The study concludes that timely development of U.S.
shale gas resources will limit the need for the United
States to import LNG for at least two to three decades,
thereby reducing negative energy-related stress on the U.S. trade
deficit and economy. By creating greater competition among gas suppliers in
global markets, shale gas will also lower the cost to average Americans of
reducing greenhouse gases as the country moves to lower carbon fuels.
The Baker Institute study dismisses the notion, recently debated in the U.S. media,
that the shale gas revolution is a transitory occurrence. The study projects
that U.S. shale production will more than quadruple by 2040 from 2010 levels of
more than 10 billion cubic feet per day, reaching more than 50% of total U.S.
natural gas production by the 2030s. The study incorporates independent
scientific and economic literature on shale costs and resources, including
assessments by organizations such as the U.S. Geological Survey, the Potential
Gas Committee, and papers of the American Association of Petroleum Geologists.
“The idea that shale gas is a flash-in-the-pan is simply
incorrect,” says Kenneth Medlock III, the James A. Baker III and Susan G.
Baker Fellow for Energy and Resources Economics and co-author of the study.
“The geologic data on the shale resource is hard science and the
innovations that have occurred in the field to make this resource accessible
are nothing short of game-changing. In fact, we continue to learn as we
progress in this play, and it is vital that we understand and embrace the
opportune circumstances that shale resources provide.
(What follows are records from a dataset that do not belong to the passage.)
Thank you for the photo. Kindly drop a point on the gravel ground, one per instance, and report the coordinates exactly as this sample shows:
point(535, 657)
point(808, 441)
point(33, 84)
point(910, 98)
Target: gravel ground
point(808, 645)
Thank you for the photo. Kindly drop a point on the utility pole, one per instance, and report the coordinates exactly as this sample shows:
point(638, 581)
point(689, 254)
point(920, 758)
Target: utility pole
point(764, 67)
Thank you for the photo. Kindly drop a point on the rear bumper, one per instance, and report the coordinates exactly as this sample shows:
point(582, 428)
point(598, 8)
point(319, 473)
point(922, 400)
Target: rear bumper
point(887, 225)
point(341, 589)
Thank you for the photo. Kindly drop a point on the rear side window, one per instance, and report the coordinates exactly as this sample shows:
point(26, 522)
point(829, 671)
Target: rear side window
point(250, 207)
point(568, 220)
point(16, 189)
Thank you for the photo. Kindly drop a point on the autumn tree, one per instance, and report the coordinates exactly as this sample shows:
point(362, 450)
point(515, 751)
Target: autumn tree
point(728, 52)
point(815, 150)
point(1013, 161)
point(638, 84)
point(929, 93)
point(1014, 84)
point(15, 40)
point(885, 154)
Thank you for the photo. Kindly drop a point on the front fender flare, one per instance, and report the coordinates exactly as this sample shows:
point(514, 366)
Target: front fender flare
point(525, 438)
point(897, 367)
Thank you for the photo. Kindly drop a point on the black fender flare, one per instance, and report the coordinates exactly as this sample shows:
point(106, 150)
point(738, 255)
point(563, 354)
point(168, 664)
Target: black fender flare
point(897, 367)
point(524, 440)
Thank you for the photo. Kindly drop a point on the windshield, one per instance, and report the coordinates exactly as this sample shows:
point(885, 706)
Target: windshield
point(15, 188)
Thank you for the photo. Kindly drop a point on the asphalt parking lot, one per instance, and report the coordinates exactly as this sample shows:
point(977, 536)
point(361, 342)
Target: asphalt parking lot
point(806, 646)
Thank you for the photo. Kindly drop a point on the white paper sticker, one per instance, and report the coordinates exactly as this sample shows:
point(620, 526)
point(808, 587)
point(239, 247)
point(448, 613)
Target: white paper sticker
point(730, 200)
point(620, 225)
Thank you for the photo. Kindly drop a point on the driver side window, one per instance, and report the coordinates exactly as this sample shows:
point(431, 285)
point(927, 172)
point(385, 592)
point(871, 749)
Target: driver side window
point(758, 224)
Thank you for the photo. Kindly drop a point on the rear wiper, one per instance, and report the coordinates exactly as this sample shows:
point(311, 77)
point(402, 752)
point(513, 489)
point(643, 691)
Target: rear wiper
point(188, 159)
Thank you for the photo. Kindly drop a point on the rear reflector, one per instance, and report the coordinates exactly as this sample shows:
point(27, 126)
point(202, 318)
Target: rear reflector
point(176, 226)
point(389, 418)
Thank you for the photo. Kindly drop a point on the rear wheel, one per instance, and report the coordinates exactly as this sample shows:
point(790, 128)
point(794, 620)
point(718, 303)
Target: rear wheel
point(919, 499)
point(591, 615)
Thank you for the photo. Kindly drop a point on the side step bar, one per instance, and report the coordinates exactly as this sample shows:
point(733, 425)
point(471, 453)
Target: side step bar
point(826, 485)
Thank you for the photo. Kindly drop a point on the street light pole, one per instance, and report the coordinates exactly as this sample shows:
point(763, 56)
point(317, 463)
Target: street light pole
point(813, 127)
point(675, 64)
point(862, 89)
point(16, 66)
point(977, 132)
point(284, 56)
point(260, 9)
U.S. policymakers should not get
diverted from the real opportunities that responsible development of our domestic
shale resources present.”
Other findings of the study include that U.S. shale gas will:
- Reduce competition for LNG
supplies from the Middle East and thereby
moderate prices and spur greater use of natural gas, an outcome with
significant implications for global environmental objectives. - Combat the long-term
potential monopoly power of a “gas OPEC.” - Reduce U.S. and Chinese dependence on Middle East natural gas supplies, lowering the
incentives for geopolitical and commercial competition between the two
largest consuming countries and providing both countries with new opportunities
to diversify their energy supply. - Reduce Iran’s
ability to tap energy diplomacy as a means to strengthen its regional
power or to buttress its nuclear aspirations.